TypeScript (typecheck)

  • What: pnpm typecheck runs the compiler in noEmit mode.
  • Why: Ensures the whole project type-checks. Runs in pre-commit and CI so type errors are caught early.

Commitlint

  • What: Validates commit messages (e.g. Conventional Commits).
  • Why: Keeps history consistent and enables tools (e.g. release notes) that depend on message format. We combine this with Linear discipline: commits reference issue keys.

Prettier / format

  • What: Code formatting via Prettier (and project config in conf/).
  • Why: One style across the repo; lint-staged runs format on staged files so formatting is never a reason for CI to fail.

Semgrep

  • What: Static analysis for security and bug patterns.
  • Why: Pre-commit runs Semgrep so obvious issues don’t get committed.

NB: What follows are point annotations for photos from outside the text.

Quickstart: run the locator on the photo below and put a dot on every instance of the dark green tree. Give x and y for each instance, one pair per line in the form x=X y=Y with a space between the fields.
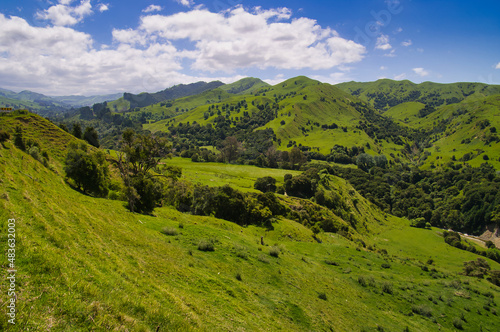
x=91 y=136
x=89 y=170
x=77 y=130
x=139 y=155
x=265 y=184
x=18 y=138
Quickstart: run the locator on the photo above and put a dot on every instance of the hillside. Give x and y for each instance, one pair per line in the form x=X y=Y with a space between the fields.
x=303 y=112
x=85 y=263
x=78 y=101
x=384 y=94
x=31 y=101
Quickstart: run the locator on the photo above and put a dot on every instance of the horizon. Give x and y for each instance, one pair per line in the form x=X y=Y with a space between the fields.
x=114 y=93
x=93 y=47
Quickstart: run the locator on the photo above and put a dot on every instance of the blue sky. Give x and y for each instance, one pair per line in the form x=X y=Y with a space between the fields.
x=62 y=47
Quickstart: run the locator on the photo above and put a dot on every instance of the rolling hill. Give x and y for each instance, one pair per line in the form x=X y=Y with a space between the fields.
x=384 y=94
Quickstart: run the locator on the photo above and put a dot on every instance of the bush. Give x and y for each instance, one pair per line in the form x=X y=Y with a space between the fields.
x=422 y=310
x=387 y=287
x=457 y=322
x=274 y=251
x=206 y=245
x=34 y=152
x=170 y=231
x=265 y=184
x=4 y=136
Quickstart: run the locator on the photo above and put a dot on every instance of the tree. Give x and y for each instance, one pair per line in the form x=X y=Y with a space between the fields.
x=365 y=162
x=265 y=184
x=77 y=130
x=230 y=149
x=18 y=138
x=91 y=136
x=297 y=157
x=89 y=170
x=138 y=156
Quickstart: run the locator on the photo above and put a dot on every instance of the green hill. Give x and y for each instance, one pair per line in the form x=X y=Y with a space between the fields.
x=85 y=263
x=384 y=94
x=304 y=113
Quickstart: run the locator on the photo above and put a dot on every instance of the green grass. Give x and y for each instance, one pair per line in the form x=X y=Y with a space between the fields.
x=215 y=174
x=87 y=264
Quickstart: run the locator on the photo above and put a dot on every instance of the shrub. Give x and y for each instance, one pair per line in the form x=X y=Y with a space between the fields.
x=387 y=287
x=265 y=184
x=206 y=245
x=34 y=152
x=274 y=251
x=170 y=231
x=422 y=310
x=457 y=322
x=329 y=262
x=4 y=136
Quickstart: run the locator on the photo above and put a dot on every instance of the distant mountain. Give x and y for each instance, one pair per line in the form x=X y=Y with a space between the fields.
x=78 y=101
x=244 y=86
x=177 y=91
x=32 y=101
x=384 y=94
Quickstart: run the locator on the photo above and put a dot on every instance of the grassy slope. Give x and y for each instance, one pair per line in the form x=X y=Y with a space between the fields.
x=460 y=127
x=334 y=108
x=87 y=264
x=405 y=90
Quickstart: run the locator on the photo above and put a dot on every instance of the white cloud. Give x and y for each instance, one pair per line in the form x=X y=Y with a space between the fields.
x=152 y=8
x=103 y=7
x=59 y=60
x=391 y=54
x=400 y=77
x=65 y=15
x=243 y=39
x=333 y=78
x=421 y=72
x=187 y=3
x=383 y=43
x=407 y=43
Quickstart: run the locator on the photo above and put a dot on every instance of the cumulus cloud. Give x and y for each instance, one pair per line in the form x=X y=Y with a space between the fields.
x=400 y=77
x=421 y=72
x=407 y=43
x=103 y=7
x=164 y=50
x=242 y=39
x=63 y=14
x=383 y=43
x=152 y=8
x=187 y=3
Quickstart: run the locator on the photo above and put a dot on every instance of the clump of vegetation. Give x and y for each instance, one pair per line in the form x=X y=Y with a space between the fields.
x=274 y=251
x=206 y=245
x=458 y=323
x=422 y=310
x=387 y=287
x=88 y=170
x=478 y=268
x=170 y=231
x=4 y=136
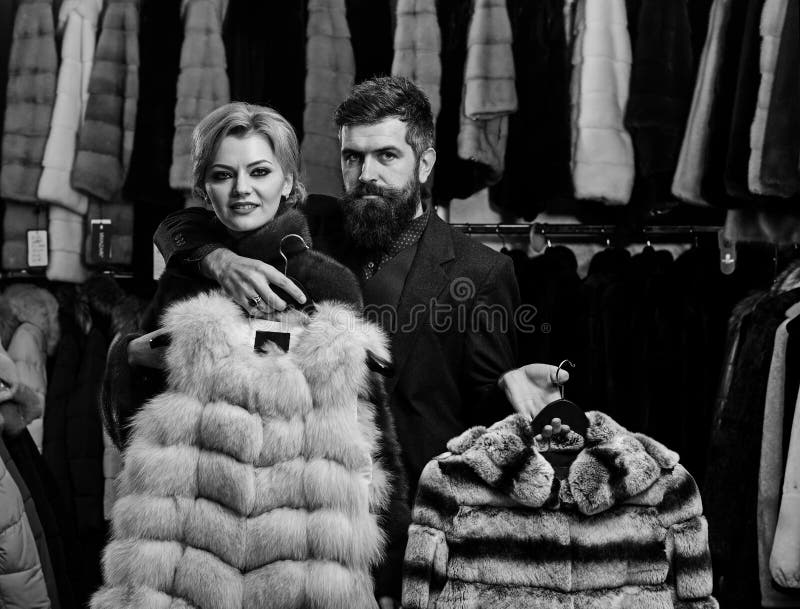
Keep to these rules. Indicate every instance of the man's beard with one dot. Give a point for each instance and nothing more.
(376, 223)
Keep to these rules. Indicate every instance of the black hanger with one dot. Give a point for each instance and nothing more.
(569, 414)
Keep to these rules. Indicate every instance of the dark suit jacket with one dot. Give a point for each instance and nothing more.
(452, 331)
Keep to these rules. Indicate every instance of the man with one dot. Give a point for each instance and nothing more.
(447, 302)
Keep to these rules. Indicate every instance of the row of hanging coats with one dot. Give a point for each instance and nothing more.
(56, 468)
(101, 97)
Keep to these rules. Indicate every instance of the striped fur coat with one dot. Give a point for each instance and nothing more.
(492, 527)
(255, 480)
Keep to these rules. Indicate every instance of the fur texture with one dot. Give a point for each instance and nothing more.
(202, 84)
(694, 150)
(78, 23)
(255, 479)
(489, 93)
(492, 526)
(417, 44)
(602, 151)
(330, 71)
(31, 94)
(105, 141)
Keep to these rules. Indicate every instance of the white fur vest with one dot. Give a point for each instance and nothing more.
(493, 527)
(252, 481)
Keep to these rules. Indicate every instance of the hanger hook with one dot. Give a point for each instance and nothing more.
(500, 234)
(558, 373)
(283, 255)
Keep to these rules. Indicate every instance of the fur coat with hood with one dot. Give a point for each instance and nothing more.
(489, 92)
(22, 579)
(493, 527)
(33, 341)
(417, 45)
(126, 388)
(30, 95)
(255, 480)
(202, 83)
(602, 151)
(330, 71)
(105, 140)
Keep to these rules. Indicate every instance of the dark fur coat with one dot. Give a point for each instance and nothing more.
(493, 527)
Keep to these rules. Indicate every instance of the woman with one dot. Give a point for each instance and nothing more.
(260, 478)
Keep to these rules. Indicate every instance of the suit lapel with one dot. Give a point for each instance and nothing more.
(424, 283)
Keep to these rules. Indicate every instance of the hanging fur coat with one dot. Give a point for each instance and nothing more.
(78, 23)
(602, 151)
(417, 44)
(686, 184)
(22, 580)
(203, 82)
(105, 141)
(492, 527)
(253, 480)
(35, 338)
(489, 92)
(330, 71)
(30, 96)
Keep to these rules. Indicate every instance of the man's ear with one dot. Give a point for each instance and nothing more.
(426, 162)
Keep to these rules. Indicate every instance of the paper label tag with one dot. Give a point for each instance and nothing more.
(159, 264)
(37, 248)
(101, 231)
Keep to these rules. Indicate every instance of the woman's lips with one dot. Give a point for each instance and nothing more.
(243, 207)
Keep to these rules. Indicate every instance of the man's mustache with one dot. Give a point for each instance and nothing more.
(364, 189)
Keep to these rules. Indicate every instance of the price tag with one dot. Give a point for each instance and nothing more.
(159, 264)
(37, 248)
(101, 240)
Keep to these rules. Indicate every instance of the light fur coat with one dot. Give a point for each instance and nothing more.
(493, 527)
(252, 481)
(602, 150)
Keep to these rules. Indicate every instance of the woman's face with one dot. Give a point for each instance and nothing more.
(245, 182)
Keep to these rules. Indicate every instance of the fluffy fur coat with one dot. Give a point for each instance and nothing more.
(105, 141)
(253, 481)
(686, 184)
(602, 151)
(30, 97)
(493, 527)
(202, 84)
(330, 71)
(417, 44)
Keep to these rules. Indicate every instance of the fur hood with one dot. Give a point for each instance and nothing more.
(613, 465)
(493, 527)
(256, 475)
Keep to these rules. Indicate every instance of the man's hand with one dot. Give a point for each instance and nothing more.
(244, 278)
(532, 387)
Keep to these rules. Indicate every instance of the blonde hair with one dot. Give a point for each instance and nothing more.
(240, 119)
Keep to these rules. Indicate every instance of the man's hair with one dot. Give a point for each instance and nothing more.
(240, 119)
(377, 99)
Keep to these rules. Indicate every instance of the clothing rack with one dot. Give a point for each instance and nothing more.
(593, 232)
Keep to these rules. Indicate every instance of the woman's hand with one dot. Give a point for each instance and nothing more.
(532, 387)
(248, 281)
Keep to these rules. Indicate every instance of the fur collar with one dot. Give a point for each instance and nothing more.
(613, 466)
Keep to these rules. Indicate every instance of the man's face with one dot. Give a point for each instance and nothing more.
(382, 178)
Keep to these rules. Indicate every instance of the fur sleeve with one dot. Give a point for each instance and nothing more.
(426, 562)
(394, 514)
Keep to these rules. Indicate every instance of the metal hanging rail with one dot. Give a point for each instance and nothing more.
(596, 231)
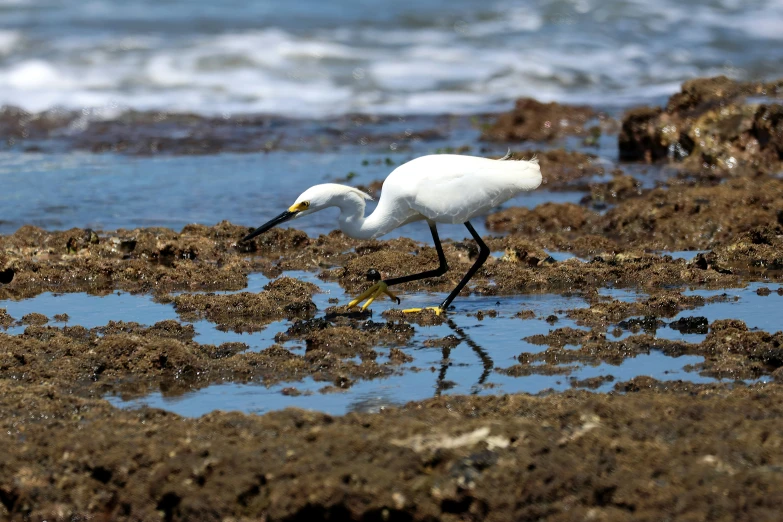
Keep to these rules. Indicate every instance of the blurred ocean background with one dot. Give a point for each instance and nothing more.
(314, 58)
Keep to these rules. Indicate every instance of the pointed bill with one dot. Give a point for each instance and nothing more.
(282, 218)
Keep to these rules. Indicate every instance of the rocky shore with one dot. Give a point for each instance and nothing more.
(647, 450)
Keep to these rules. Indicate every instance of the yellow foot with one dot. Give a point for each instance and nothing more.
(371, 293)
(437, 309)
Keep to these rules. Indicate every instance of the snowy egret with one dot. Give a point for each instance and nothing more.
(440, 188)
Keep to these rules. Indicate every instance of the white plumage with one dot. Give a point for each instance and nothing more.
(442, 188)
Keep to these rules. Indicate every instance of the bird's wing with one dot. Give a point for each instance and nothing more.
(454, 189)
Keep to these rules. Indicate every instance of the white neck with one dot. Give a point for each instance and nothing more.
(355, 225)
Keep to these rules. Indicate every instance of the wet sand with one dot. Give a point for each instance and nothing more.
(641, 449)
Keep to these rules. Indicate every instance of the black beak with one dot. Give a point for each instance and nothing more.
(282, 218)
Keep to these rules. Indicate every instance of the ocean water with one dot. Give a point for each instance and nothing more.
(314, 58)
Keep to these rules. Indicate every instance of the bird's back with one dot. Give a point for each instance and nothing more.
(450, 188)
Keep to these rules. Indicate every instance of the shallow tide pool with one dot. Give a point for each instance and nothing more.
(487, 344)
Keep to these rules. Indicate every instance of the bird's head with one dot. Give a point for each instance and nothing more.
(315, 198)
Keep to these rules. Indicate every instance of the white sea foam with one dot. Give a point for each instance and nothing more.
(604, 52)
(9, 40)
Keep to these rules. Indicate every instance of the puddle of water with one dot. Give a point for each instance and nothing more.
(251, 189)
(486, 344)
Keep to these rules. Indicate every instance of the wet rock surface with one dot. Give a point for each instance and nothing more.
(711, 127)
(630, 449)
(565, 456)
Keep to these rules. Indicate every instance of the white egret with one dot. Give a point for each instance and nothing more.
(440, 188)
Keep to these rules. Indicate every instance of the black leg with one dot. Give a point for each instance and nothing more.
(442, 269)
(483, 255)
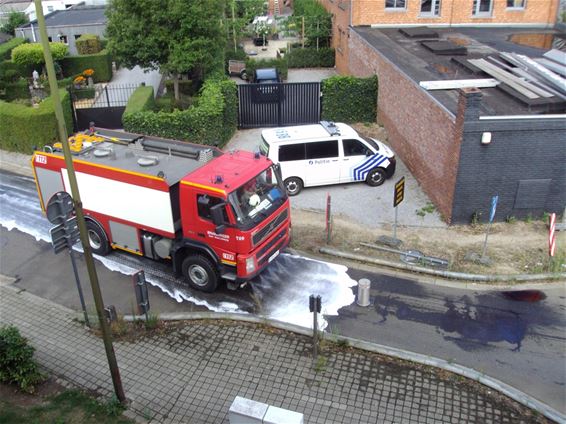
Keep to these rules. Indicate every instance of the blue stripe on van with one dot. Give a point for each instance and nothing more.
(361, 171)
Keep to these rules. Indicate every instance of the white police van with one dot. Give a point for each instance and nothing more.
(326, 153)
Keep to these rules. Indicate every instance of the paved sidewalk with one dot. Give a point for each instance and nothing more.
(192, 374)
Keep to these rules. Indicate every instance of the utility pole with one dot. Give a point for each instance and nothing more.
(106, 335)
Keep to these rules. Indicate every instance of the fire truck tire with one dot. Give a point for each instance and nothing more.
(293, 185)
(97, 238)
(376, 177)
(200, 273)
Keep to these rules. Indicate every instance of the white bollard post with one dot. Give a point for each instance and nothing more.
(363, 292)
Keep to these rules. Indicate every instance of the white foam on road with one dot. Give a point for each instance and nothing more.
(281, 292)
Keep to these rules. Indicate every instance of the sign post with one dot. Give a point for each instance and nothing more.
(398, 197)
(551, 234)
(142, 295)
(494, 200)
(65, 234)
(315, 304)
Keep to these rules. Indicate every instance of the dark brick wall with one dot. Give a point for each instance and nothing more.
(421, 132)
(520, 149)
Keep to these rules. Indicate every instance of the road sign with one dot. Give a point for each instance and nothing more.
(142, 295)
(60, 207)
(399, 194)
(494, 200)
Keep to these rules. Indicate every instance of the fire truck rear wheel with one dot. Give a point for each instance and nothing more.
(97, 238)
(200, 273)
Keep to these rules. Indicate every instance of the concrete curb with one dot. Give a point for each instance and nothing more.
(445, 274)
(472, 374)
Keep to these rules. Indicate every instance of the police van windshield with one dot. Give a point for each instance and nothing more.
(372, 143)
(257, 198)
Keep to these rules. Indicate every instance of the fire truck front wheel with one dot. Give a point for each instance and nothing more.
(97, 239)
(200, 273)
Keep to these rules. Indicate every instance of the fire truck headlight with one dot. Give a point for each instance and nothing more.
(250, 265)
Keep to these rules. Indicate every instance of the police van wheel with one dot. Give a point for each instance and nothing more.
(293, 186)
(97, 238)
(376, 177)
(200, 273)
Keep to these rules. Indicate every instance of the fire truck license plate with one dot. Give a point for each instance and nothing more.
(273, 256)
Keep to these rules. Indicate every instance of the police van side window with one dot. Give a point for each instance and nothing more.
(355, 148)
(322, 149)
(292, 152)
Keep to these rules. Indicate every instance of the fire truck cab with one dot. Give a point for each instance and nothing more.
(212, 215)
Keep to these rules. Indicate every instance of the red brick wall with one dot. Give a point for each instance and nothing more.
(421, 132)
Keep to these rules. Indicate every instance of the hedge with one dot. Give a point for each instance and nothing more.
(190, 88)
(88, 44)
(141, 100)
(6, 48)
(311, 58)
(280, 64)
(23, 127)
(16, 90)
(212, 120)
(100, 62)
(349, 99)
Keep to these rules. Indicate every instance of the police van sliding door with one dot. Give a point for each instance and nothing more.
(356, 156)
(323, 163)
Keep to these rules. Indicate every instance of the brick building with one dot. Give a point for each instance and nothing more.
(438, 134)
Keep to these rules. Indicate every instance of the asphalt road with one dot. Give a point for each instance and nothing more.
(520, 342)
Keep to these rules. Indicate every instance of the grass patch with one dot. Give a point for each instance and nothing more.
(71, 406)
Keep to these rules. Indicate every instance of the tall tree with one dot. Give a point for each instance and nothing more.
(174, 36)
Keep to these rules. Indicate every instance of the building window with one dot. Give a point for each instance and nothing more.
(430, 7)
(516, 4)
(482, 7)
(395, 4)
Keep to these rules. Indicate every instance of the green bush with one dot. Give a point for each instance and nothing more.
(349, 99)
(141, 100)
(88, 44)
(32, 54)
(23, 127)
(190, 88)
(311, 58)
(6, 48)
(211, 121)
(16, 90)
(17, 365)
(280, 64)
(100, 62)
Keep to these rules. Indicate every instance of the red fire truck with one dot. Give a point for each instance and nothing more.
(213, 215)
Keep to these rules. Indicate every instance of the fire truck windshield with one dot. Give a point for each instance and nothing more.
(257, 198)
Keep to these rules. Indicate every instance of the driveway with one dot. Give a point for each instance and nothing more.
(368, 206)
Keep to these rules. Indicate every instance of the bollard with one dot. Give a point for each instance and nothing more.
(363, 292)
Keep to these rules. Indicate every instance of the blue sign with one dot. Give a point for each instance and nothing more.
(494, 200)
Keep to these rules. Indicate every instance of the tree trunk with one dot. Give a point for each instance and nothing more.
(176, 86)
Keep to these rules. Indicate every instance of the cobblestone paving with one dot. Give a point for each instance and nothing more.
(193, 373)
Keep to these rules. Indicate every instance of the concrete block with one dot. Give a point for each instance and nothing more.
(246, 411)
(276, 415)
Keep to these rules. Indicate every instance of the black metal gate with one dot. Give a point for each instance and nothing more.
(278, 104)
(102, 104)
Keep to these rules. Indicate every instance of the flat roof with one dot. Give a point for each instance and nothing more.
(74, 16)
(422, 64)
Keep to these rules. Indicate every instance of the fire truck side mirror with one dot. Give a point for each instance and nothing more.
(217, 212)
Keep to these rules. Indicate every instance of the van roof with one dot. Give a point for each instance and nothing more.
(306, 132)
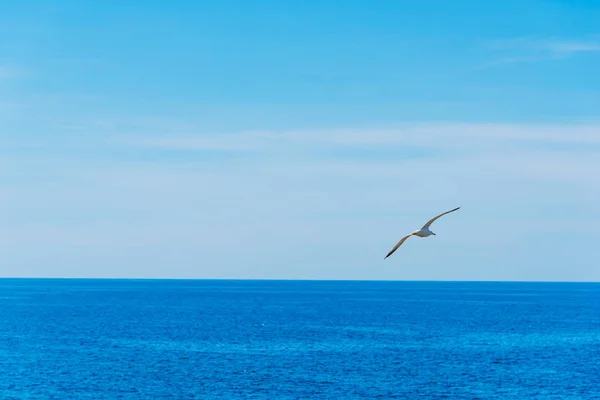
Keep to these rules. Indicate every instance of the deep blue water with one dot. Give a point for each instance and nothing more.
(145, 339)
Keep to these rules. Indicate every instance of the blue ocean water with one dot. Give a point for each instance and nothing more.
(177, 339)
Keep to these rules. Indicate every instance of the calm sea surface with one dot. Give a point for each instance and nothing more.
(169, 339)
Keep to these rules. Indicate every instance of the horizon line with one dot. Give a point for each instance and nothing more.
(291, 280)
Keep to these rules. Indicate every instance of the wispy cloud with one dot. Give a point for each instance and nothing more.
(533, 49)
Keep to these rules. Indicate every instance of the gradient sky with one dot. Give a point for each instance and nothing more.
(300, 139)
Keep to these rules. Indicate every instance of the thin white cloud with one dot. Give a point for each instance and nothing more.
(434, 136)
(534, 49)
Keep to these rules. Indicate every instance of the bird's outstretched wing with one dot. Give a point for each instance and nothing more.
(428, 224)
(398, 245)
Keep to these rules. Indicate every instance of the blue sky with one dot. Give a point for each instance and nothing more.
(300, 140)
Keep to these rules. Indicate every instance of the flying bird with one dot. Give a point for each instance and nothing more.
(423, 232)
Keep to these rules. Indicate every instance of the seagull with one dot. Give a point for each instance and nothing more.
(423, 232)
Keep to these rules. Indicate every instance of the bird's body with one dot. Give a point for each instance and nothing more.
(423, 232)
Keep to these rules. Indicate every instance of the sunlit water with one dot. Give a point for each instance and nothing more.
(136, 339)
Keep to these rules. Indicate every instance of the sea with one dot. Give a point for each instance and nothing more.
(253, 339)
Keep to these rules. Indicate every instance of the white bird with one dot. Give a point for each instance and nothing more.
(423, 232)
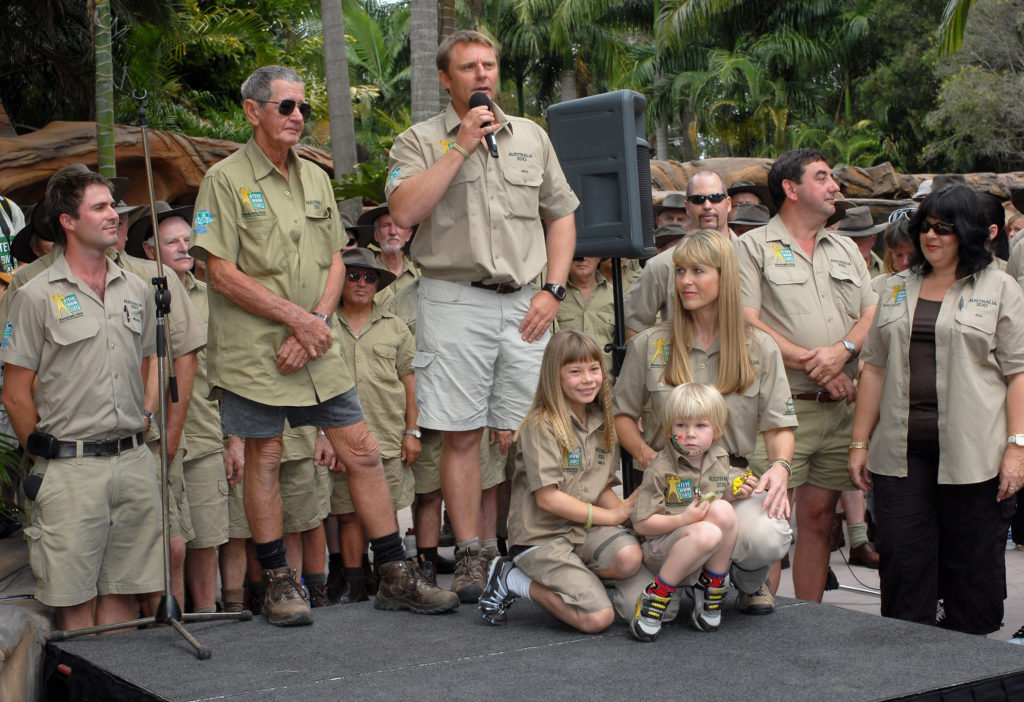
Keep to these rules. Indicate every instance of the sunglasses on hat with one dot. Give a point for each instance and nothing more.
(286, 107)
(715, 198)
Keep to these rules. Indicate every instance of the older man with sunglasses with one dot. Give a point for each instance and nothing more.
(268, 228)
(708, 207)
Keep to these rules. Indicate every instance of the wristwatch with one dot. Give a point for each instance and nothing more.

CI runs semgrep:ci to fail the build on findings. The assistant is told not to suggest skipping hooks; if Semgrep flags something, we fix or adjust the rule.

Summary

Together, Husky + lint-staged + ESLint + typecheck + commitlint + format + Semgrep + E2E form a local quality gate. The same stack (plus docs build and cycle check) runs in CI. When you add a new rule or tool (e.g. a new ESLint rule), document it here or in the Reference if it’s part of the AI ecosystem (e.g. a Cursor rule that references it).